A distinction must be made between withdrawal (from a concluded contract) and the revocation of a declaration of intent aimed at concluding a contract. In the first case (withdrawal), an effectively concluded contract will no longer be valid. In the last case (withdrawal), no contract will be concluded retroactively. Before June 13, 2014, instead of a right of withdrawal, a right of return could be granted as an alternative. This option has now been deleted.

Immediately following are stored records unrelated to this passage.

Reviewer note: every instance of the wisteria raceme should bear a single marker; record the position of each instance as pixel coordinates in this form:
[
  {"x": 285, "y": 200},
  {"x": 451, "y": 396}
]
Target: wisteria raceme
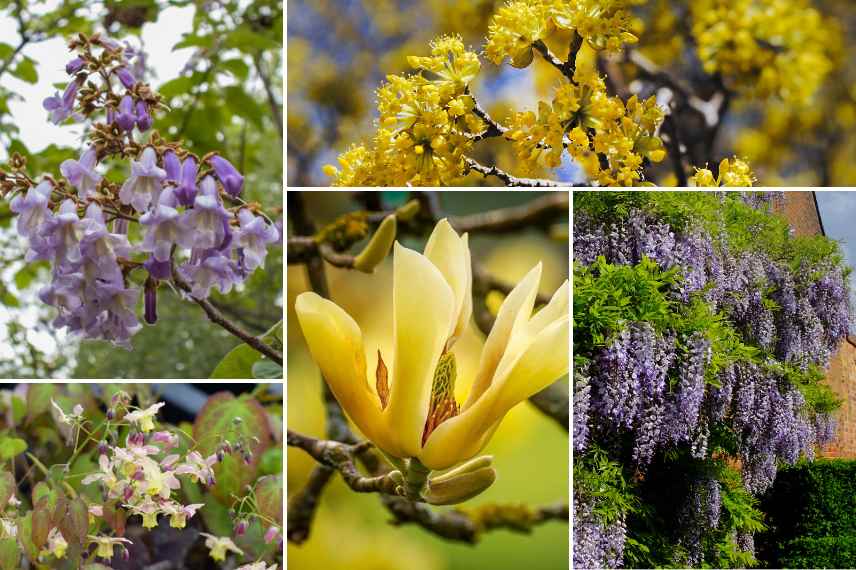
[
  {"x": 596, "y": 545},
  {"x": 189, "y": 209}
]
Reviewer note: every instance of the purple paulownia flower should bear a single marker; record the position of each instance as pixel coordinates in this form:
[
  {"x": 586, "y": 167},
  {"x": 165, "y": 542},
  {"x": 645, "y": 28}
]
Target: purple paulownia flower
[
  {"x": 172, "y": 166},
  {"x": 204, "y": 222},
  {"x": 186, "y": 191},
  {"x": 81, "y": 173},
  {"x": 228, "y": 175},
  {"x": 32, "y": 208},
  {"x": 144, "y": 185},
  {"x": 126, "y": 118},
  {"x": 164, "y": 227},
  {"x": 99, "y": 246},
  {"x": 253, "y": 238},
  {"x": 144, "y": 118},
  {"x": 126, "y": 77},
  {"x": 209, "y": 269},
  {"x": 62, "y": 107},
  {"x": 161, "y": 270},
  {"x": 74, "y": 65}
]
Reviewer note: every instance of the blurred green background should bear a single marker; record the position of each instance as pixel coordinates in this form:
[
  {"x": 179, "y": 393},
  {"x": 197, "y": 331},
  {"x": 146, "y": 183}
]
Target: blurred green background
[{"x": 530, "y": 451}]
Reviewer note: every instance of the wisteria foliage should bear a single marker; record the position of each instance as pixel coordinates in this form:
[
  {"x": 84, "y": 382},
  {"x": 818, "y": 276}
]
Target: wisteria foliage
[{"x": 659, "y": 390}]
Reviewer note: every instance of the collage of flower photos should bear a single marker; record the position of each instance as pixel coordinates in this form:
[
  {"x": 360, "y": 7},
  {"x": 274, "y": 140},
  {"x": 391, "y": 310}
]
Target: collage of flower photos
[{"x": 427, "y": 284}]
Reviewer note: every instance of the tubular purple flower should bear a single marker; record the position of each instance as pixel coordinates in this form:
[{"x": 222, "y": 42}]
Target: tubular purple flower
[
  {"x": 32, "y": 208},
  {"x": 253, "y": 238},
  {"x": 61, "y": 108},
  {"x": 164, "y": 228},
  {"x": 150, "y": 301},
  {"x": 144, "y": 118},
  {"x": 144, "y": 185},
  {"x": 126, "y": 77},
  {"x": 228, "y": 175},
  {"x": 186, "y": 191},
  {"x": 126, "y": 118},
  {"x": 210, "y": 270},
  {"x": 81, "y": 173},
  {"x": 172, "y": 166},
  {"x": 204, "y": 222},
  {"x": 74, "y": 65}
]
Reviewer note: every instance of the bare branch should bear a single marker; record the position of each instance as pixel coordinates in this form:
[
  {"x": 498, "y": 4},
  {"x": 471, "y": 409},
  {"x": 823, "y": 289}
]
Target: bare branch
[
  {"x": 510, "y": 180},
  {"x": 216, "y": 317}
]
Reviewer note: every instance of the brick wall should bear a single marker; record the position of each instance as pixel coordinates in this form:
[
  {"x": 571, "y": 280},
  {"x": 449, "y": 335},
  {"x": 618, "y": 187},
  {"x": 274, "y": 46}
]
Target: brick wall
[{"x": 800, "y": 209}]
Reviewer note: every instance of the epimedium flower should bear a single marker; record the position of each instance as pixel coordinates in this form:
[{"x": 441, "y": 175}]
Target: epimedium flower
[
  {"x": 81, "y": 173},
  {"x": 218, "y": 546},
  {"x": 144, "y": 185},
  {"x": 32, "y": 208},
  {"x": 145, "y": 418},
  {"x": 412, "y": 414}
]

The main question is whether the consumer has to give the dealer a deadline before declaring withdrawal. This is supported by the fact that the wording of the law is clear: In principle, setting such a deadline is always necessary unless special circumstances justify immediate withdrawal. However, the European directive (consumer goods purchase directive), which was implemented through the legislative changes on June 13, 2014, no longer provides for a deadline, so this European directive and its regulations are to be viewed as a “special circumstance”. Alternatively, it is also suggested that only if subsequent delivery is not made or not made on time is it sufficient for an effective withdrawal that the seller allows a reasonable deadline to pass without the consumer having previously set an effective deadline. Whether this is correct will soon be the subject of court decisions.

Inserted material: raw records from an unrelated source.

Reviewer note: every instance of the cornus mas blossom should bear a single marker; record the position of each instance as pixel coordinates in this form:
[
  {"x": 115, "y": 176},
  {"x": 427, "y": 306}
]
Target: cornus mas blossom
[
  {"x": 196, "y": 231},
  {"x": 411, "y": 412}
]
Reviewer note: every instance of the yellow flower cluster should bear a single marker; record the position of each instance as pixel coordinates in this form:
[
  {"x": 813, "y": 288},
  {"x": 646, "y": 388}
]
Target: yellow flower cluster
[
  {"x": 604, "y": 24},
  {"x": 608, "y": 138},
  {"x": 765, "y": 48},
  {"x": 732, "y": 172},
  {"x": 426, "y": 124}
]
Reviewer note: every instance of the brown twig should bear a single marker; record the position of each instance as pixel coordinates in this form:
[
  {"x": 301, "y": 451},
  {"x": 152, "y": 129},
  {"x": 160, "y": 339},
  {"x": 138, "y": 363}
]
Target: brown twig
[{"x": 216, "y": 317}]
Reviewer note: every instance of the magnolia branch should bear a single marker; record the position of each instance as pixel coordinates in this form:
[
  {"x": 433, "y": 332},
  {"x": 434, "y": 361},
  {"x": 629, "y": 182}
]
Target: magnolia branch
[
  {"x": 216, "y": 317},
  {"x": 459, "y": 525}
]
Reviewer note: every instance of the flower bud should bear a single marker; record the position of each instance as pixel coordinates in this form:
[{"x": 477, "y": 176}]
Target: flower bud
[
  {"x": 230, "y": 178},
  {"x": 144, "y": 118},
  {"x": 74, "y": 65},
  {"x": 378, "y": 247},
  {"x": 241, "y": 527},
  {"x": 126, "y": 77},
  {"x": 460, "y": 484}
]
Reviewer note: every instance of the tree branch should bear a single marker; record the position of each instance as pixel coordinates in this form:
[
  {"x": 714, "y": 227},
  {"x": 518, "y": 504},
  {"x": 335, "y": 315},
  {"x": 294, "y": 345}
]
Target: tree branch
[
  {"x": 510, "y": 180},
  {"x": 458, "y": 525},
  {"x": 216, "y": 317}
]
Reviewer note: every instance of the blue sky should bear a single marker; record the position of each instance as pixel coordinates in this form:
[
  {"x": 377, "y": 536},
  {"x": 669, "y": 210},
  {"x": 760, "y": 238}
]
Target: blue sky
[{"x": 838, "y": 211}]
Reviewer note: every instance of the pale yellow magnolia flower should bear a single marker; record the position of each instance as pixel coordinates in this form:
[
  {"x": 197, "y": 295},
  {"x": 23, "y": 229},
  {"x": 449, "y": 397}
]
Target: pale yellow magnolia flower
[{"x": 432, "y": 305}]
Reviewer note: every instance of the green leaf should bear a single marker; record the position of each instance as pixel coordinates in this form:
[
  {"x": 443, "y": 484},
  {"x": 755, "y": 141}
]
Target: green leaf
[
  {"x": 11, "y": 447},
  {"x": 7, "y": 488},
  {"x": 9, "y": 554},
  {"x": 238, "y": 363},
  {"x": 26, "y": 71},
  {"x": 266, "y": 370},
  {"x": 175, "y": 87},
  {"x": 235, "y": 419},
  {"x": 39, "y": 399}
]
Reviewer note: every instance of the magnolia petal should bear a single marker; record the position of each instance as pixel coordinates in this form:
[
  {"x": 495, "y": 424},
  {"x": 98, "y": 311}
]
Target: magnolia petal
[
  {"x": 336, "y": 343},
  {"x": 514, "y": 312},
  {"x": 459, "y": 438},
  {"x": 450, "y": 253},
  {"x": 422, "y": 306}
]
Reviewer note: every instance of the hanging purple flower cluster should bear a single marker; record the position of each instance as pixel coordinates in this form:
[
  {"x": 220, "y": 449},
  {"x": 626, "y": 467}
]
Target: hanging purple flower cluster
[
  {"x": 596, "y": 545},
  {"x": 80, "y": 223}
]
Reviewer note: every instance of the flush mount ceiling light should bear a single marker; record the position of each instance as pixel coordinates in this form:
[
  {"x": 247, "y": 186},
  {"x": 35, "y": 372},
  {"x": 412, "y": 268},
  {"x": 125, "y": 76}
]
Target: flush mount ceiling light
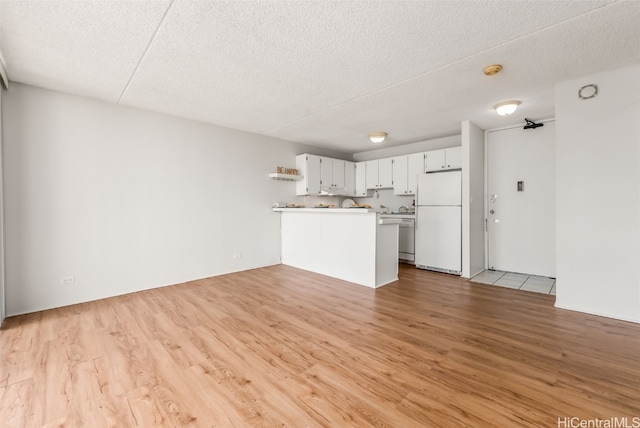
[
  {"x": 506, "y": 108},
  {"x": 492, "y": 69},
  {"x": 377, "y": 137}
]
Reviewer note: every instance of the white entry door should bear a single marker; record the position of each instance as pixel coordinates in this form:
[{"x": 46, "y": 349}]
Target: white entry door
[{"x": 521, "y": 200}]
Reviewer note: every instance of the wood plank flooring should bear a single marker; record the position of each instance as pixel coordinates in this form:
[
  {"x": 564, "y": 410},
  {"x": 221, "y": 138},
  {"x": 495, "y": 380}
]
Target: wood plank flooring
[{"x": 281, "y": 347}]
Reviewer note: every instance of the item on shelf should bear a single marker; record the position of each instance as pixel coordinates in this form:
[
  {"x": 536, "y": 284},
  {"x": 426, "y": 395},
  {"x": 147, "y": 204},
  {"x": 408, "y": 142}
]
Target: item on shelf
[{"x": 289, "y": 171}]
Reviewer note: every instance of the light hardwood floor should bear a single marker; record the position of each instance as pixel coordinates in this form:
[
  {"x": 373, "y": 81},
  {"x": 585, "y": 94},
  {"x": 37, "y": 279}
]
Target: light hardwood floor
[{"x": 279, "y": 347}]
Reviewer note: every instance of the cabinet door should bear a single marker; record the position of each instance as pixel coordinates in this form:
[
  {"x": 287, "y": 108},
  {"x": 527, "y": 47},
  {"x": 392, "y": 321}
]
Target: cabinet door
[
  {"x": 350, "y": 178},
  {"x": 385, "y": 173},
  {"x": 361, "y": 179},
  {"x": 326, "y": 171},
  {"x": 434, "y": 160},
  {"x": 313, "y": 176},
  {"x": 338, "y": 173},
  {"x": 415, "y": 166},
  {"x": 399, "y": 175},
  {"x": 371, "y": 174},
  {"x": 453, "y": 158}
]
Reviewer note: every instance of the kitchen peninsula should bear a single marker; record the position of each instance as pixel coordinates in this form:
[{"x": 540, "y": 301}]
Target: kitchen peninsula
[{"x": 352, "y": 244}]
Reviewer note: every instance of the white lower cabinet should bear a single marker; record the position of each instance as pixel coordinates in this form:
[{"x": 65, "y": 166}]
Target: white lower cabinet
[{"x": 439, "y": 160}]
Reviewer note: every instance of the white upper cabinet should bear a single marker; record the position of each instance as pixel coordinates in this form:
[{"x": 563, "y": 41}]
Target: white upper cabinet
[
  {"x": 361, "y": 179},
  {"x": 309, "y": 166},
  {"x": 319, "y": 173},
  {"x": 405, "y": 173},
  {"x": 385, "y": 172},
  {"x": 400, "y": 175},
  {"x": 453, "y": 157},
  {"x": 438, "y": 160},
  {"x": 350, "y": 178},
  {"x": 338, "y": 172},
  {"x": 434, "y": 160},
  {"x": 415, "y": 166},
  {"x": 379, "y": 173}
]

What applies to the setting of a deadline by consumers and how the provisions in the general terms and conditions may need to be adjusted accordingly should be followed carefully.
The current legal situation for traders who offer their goods and services in the EU, i.e. in various European legal systems, is – to put it carefully – confusing. Consumer protection has now been largely harmonized and will undergo further changes in Germany from June 13, 2014. However, each EU state still has its own regulations that are not regulated uniformly, for example in the area of general terms and conditions. The costs of having legal certainty in every EU state are associated with high costs, which particularly prevent small and medium-sized companies from boldly organizing sales throughout the EU.
The – planned – Common European Sales Law should apply in every EU state in addition to the respective national regulations and should not replace them. A corresponding choice of law is therefore necessary. The advantage is that legal uncertainty should be largely ruled out because this common European sales law applies equally in all countries. A high level of consumer protection is also guaranteed in this Common European Sales Law. However, this has the advantage for entrepreneurs that consumers are more likely to agree to a corresponding choice of law. In return, companies receive legal certainty for their sales.
It remains to be seen whether and how the member states will agree on the introduction of the Common European Sales Law, in particular whether it only applies to distance selling contracts. In addition, the important practical question of the legal enforcement of claims has not been answered. Entrepreneurs should nevertheless monitor developments in order to be up to date.